Beck, 30, is an attorney at KidsVoice, the nonprofit organization begun in 1908 as Legal Aid Society of Pittsburgh, which provides legal representation to area children who are abused, neglected or are overcoming physical or mental disabilities. KidsVoice was, more recently, an inspiration for “The Guardian,” a CBS television drama that premiered in 2001 and ran for three seasons.
Beck, who received her law license in 2006, currently has a whopping 180 active court cases on her roster. Why so many? There are 5,000 troubled children in court in a given year in Allegheny County, according to KidsVoice executive director Scott Hollander, and they all need to be represented.
Pennsylvania law requires the court to appoint a guardian ad litem, that is, a volunteer who advocates for the best interests of troubled kids in court, even when their parents have their own lawyers. Unlike criminal- or civil-court cases, which are almost always open to the public, Juvenile Court matters are usually confidential. As a result, Hollander says, the world of child advocacy remains largely shrouded from public view.
On this December morning, Pittsburgh magazine has received permission from attorney Beck, the county solicitor opposing her, the judge hearing the case, the child herself and her parent to sit in on a Juvenile Court hearing. In the interest of privacy, we’ll call the girl “J.”
Before heading to court, Beck reviews the details of the case with her “teammate,” a KidsVoice employee who handles the social-work aspect of the case. On every case, KidsVoice assigns both a lawyer and a specialist to work together. “Our model is not an easy model, and it’s not for everybody,” Hollander concedes. Beck says collaborating with a child-advocacy specialist creates a blend of skills that can be used to help a child more effectively. “We’re taking a multidimensional approach to helping kids,” she explains.
In this case, 17-year-old J’s problem is that she’s been placed into an area youth home after a long spell of school truancy and defiance. Since being placed into a group home, however, she demonstrated what Beck describes as incredible progress (including making honor-roll grades).

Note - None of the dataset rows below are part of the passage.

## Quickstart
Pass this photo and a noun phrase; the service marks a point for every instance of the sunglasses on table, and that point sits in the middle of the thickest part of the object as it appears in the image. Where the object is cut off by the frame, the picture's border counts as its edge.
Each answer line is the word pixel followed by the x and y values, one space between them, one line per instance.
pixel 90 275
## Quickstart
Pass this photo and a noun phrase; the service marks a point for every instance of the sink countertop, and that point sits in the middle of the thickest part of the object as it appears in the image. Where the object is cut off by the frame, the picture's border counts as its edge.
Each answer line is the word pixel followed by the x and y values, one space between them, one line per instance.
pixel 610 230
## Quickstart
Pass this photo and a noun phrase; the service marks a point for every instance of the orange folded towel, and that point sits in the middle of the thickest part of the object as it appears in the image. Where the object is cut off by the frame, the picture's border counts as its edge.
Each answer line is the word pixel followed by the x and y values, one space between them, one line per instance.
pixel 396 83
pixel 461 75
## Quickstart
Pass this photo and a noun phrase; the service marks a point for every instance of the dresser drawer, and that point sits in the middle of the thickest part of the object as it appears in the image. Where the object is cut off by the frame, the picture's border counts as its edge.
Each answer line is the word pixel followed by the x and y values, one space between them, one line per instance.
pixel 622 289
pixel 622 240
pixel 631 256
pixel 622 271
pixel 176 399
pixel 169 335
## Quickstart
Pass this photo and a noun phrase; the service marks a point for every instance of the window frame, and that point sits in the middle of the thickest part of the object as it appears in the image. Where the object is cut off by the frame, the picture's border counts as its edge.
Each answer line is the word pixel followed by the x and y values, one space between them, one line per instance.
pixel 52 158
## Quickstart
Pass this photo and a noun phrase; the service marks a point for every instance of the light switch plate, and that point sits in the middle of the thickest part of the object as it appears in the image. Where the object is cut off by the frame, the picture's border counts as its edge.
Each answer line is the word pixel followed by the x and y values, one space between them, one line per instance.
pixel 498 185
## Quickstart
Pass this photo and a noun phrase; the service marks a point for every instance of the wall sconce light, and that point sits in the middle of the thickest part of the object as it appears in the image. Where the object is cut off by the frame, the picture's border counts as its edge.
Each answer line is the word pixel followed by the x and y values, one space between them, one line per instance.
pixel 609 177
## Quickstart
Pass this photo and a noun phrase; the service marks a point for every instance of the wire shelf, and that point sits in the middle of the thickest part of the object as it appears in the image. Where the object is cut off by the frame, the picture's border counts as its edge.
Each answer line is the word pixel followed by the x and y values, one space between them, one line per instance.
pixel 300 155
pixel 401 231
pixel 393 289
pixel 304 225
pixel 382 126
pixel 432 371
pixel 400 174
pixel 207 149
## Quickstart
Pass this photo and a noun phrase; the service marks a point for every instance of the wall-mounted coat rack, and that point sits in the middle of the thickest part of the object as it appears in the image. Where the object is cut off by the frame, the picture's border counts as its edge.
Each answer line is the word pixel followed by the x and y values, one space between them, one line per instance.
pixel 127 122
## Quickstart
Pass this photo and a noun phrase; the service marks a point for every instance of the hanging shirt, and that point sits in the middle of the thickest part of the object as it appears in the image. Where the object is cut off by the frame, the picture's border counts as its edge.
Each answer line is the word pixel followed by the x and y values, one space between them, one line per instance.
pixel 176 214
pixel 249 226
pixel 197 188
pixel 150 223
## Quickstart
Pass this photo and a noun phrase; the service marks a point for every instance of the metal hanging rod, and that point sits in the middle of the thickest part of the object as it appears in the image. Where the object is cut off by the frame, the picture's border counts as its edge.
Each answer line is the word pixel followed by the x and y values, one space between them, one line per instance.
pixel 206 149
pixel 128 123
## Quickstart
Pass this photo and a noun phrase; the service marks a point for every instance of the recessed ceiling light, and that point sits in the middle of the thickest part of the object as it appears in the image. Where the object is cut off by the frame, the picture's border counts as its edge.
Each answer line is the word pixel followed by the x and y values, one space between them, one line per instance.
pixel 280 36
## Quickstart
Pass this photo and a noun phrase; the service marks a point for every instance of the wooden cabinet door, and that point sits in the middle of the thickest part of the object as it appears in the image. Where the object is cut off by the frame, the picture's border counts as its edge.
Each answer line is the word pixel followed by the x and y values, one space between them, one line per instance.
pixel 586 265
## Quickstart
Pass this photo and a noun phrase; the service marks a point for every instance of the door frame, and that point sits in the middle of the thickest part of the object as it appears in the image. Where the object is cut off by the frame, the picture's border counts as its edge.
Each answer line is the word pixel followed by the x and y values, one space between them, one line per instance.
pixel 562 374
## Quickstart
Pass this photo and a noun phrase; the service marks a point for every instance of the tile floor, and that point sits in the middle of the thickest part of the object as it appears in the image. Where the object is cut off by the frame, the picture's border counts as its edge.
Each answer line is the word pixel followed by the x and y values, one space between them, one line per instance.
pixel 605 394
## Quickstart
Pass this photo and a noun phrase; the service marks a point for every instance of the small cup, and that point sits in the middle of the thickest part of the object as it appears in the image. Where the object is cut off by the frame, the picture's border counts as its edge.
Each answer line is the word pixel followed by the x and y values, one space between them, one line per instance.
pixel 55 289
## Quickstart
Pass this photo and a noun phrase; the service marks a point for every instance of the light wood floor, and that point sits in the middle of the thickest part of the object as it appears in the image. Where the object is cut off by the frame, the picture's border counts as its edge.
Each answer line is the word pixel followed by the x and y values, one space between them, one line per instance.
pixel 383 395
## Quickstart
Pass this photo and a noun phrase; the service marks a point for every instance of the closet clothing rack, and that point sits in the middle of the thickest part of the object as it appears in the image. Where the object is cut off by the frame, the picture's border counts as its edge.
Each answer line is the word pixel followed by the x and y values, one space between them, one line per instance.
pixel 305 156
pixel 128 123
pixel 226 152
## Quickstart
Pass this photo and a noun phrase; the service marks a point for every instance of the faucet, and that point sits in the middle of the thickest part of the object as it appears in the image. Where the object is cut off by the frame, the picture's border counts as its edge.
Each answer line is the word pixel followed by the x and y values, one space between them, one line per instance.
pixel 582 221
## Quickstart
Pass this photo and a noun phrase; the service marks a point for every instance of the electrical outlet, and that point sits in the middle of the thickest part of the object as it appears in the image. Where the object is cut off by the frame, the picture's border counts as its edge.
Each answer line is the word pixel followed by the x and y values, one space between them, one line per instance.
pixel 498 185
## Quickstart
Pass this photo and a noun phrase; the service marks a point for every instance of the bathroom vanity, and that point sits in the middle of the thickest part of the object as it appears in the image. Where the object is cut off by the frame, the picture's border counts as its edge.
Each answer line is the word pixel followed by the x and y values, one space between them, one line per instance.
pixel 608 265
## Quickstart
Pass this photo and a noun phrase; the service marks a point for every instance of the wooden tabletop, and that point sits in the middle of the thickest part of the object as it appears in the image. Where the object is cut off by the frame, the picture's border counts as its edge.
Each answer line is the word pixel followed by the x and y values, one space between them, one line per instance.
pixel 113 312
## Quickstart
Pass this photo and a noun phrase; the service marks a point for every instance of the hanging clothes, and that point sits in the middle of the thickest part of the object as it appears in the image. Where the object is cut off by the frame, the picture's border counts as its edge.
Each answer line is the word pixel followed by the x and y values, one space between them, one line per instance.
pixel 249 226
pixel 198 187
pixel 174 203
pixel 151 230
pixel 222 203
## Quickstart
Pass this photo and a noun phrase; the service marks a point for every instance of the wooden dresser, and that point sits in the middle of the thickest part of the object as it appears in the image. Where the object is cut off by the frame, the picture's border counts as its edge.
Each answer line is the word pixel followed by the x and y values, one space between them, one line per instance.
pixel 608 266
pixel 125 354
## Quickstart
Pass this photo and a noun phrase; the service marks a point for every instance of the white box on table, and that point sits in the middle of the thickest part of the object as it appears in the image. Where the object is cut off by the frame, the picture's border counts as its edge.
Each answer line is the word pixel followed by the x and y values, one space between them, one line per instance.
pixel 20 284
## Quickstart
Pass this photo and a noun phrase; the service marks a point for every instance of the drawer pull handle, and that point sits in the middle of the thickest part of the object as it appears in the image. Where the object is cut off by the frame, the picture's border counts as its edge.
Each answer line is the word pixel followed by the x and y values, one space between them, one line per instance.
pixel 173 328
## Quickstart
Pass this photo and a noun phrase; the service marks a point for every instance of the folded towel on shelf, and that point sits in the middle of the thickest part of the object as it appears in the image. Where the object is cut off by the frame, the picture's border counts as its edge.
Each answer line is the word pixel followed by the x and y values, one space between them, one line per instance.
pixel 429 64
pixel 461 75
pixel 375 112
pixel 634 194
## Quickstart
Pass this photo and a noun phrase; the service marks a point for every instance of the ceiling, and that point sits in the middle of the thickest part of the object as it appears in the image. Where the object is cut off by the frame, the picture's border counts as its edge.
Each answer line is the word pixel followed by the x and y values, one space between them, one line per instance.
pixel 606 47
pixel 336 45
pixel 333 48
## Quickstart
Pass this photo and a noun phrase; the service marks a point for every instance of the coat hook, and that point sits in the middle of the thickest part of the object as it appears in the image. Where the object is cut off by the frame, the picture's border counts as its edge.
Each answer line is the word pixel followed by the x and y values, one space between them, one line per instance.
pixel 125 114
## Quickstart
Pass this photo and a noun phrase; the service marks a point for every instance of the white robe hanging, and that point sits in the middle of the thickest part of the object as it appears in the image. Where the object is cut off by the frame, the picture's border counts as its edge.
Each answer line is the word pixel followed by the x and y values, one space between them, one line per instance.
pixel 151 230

It’s a high-wire act she and the other KidsVoice attorneys must do, balancing professionalism with basic humanity. “You have to have thickness of skin but also compassion,” says Beck, who has been learning how to do this since long before she joined KidsVoice in 2006. Before that, the Point Breeze native, with degrees from Duquesne Law School and George Washington University, worked as an intern for the Child Advocacy Center through Children’s Hospital of Pittsburgh, where she performed forensic interviews of alleged victims of abuse and neglect and worked with juveniles on probation through Maryland’s Choice Program.
After finishing in the top 10 percent of her law-school class, Beck could have joined any of the big corporate-law firms in town. She went into law school knowing that child advocacy—“giving children hope that their lives may get better”—was her calling as a lawyer, even if it meant working for a fraction of what she could earn elsewhere.
On this morning, she has half a dozen cases, including the matter of J’s placement. After eliciting testimony from witnesses, Beck convinces the judge to send her home. “Keep it up,” her attorney encourages.
Not all of Beck’s cases today will end well. Some, she says, are heartbreaking. But for one moment this morning, a courtroom in Pittsburgh is a place where things grow.
Geoffrey W. Melada is a trial lawyer and frequent contributor to Pittsburgh Magazine. He lives in Shadyside.